Le problème des ordures est d’autant plus urgent que la population de Monrovia a triplé au cours de la guerre, pour atteindre environ 1,2 million.
Au Liberia, à l’approche du pic de la saison des pluies, qui se poursuit généralement jusqu’au mois d’octobre, les responsables de la santé sont particulièrement inquiets ; en effet, la mise en décharge non contrôlée des déchets et le creusement de puits de fortune près de décharges en expansion constante menacent de provoquer l’apparition de maladies hydriques.
Hun-Bu Tulay, directeur de la Corporation des eaux et des égouts du Liberia, un organisme public, a expliqué à IRIN que les populations construisaient de plus en plus de latrines de fortune et de puits communautaires près de décharges qui ne cessent de s’agrandir.
Seon M. Tulay, le gouvernement va commencer à refermer les puits qui se trouvent trop près des décharges. « La loi libérienne en matière de santé publique interdit de creuser des puits près des zones de décharge », a-t-il rappelé.
Problème de législation
Si plusieurs lois ont été couchées sur le papier, elles ne sont pas mises en application et ne font pas l’objet de suivi à l’heure actuelle, a expliqué M. Cowing du PNUE. « La législation environnementale et la mise en application de ces lois doivent être renforcées », a-t-il dit.
En outre, a-t-il poursuivi, le Liberia doit lancer une campagne d’information publique nationale et continue – et non un événement isolé. Il doit faire de la collecte des déchets un service payant et – avec l’aide de la communauté internationale – concentrer ses efforts sur le renforcement des capacités du gouvernement en matière de gestion des questions environnementales.

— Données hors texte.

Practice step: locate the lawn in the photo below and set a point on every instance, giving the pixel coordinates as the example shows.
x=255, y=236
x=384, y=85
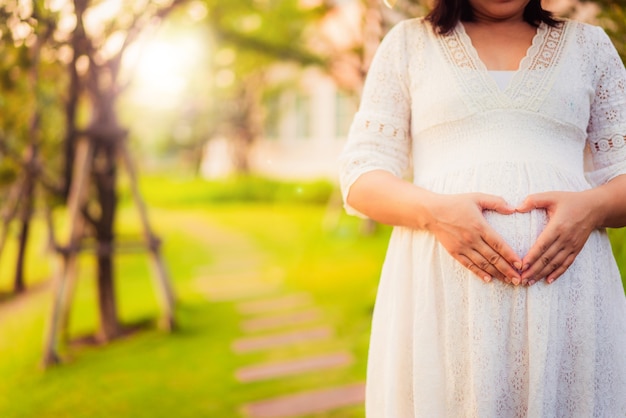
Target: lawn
x=189, y=373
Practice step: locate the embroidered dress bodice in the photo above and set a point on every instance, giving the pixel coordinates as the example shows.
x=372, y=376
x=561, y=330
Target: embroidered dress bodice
x=445, y=344
x=502, y=78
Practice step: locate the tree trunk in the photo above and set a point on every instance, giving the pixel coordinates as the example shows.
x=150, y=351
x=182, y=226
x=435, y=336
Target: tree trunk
x=105, y=178
x=19, y=284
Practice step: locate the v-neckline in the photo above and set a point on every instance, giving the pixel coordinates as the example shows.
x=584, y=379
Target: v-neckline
x=535, y=71
x=522, y=67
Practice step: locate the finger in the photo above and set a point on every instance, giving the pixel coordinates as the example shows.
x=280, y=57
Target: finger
x=539, y=256
x=536, y=201
x=487, y=264
x=509, y=262
x=471, y=266
x=553, y=262
x=562, y=268
x=495, y=203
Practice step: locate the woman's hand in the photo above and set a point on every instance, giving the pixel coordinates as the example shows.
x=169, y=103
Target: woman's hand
x=572, y=216
x=458, y=223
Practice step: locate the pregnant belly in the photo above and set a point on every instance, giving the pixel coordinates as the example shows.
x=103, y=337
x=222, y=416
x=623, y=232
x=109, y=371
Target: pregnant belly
x=519, y=230
x=513, y=182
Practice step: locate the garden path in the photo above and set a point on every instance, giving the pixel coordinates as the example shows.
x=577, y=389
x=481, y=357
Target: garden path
x=277, y=325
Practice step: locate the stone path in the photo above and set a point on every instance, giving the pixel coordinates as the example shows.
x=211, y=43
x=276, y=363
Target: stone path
x=277, y=325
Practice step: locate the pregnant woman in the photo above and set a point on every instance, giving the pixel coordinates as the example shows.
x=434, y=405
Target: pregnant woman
x=491, y=135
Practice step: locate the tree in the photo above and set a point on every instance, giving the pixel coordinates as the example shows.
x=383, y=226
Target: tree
x=82, y=43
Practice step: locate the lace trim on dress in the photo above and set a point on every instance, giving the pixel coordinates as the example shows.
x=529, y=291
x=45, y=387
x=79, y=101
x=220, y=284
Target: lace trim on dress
x=531, y=82
x=538, y=67
x=384, y=129
x=607, y=144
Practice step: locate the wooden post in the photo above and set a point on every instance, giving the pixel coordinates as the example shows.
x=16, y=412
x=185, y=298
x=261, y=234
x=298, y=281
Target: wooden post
x=162, y=282
x=66, y=280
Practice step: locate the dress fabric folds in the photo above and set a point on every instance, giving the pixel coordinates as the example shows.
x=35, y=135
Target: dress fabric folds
x=443, y=343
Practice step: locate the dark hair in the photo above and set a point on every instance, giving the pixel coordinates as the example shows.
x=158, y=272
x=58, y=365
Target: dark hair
x=447, y=13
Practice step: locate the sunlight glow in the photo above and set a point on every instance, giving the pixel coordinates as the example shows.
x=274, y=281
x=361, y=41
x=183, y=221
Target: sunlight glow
x=160, y=70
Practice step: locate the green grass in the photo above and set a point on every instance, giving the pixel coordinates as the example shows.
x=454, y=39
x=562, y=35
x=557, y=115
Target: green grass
x=189, y=373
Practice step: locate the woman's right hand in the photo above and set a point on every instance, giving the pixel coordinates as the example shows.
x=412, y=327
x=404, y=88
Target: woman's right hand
x=458, y=223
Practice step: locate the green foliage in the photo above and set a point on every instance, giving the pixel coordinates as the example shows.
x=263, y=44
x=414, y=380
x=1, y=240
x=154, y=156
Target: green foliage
x=243, y=189
x=190, y=373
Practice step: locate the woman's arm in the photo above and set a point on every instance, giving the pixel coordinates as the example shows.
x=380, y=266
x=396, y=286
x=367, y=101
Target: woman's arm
x=572, y=218
x=456, y=221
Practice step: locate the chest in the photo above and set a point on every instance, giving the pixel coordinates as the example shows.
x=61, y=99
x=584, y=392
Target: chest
x=454, y=83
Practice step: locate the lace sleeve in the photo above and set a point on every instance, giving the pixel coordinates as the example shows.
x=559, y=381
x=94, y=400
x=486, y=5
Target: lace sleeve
x=607, y=124
x=379, y=135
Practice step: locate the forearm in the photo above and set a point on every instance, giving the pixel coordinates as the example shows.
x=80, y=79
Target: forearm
x=387, y=199
x=610, y=199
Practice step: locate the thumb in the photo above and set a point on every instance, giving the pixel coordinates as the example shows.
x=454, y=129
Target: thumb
x=535, y=201
x=495, y=203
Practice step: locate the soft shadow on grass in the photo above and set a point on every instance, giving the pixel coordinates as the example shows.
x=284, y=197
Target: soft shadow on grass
x=313, y=247
x=190, y=373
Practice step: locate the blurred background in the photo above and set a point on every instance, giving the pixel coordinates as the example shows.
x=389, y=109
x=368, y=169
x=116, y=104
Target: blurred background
x=173, y=242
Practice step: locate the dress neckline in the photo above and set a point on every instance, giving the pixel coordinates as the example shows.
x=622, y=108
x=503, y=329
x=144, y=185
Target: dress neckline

Ben Donnie, qui dirige l’Agence de protection environnementale (EPA) du Liberia, a reconnu qu’il s’agissait d’un problème d’infrastructures, mais aussi de sensibilisation.
« Les zones urbaines surpeuplées ont besoin de systèmes adaptés de collecte et d’évacuation des déchets. Et les populations ne sont pas parfaitement informées des dangers d’une évacuation des déchets [non-réglementée] », a-t-il constaté.
Selon une spécialiste en environnement et en ressources naturelles de la mission des Nations Unies au Liberia, l’EPA a besoin de davantage de soutien.
« Il faut qu’une agence pilote s’occupe des questions environnementales – y compris de la gouvernance », a estimé Hiroko Mosko, conseiller en environnement et en ressources naturelles au sein de la mission des Nations Unies au Liberia. « L’[EPA], qui devrait prendre l’initiative sur les questions environnementales, n’a pas les capacités financières et techniques nécessaires pour faire son travail ».
« Nous souhaitons que les bailleurs de fonds et le gouvernement accordent à la protection de l’environnement au Liberia une place plus importante au sein de leurs programmes d’action », a ajouté Mme Mosko.
D’après le Fonds des Nations Unies pour l’enfance, au moins 20 pour cent des décès d’enfants âgés de moins de cinq ans au Liberia sont causés par des diarrhées, elles-mêmes principalement provoquées par des conditions d’hygiène déplorables et par le manque de services d’assainissement.
Selon un rapport publié en 2006 par le bureau humanitaire des Nations Unies, les épidémies de cholera et de diarrhée au Liberia sont principalement dues à de mauvaises pratiques d’hygiène et l’évacuation inconsidérée des déchets humains.
Moins de 25 pour cent de la population du Liberia a accès à des services d’assainissement sûrs, et six des 15 comtés du pays présentent une couverture de moins de 29 pour cent, peut-on lire dans le rapport.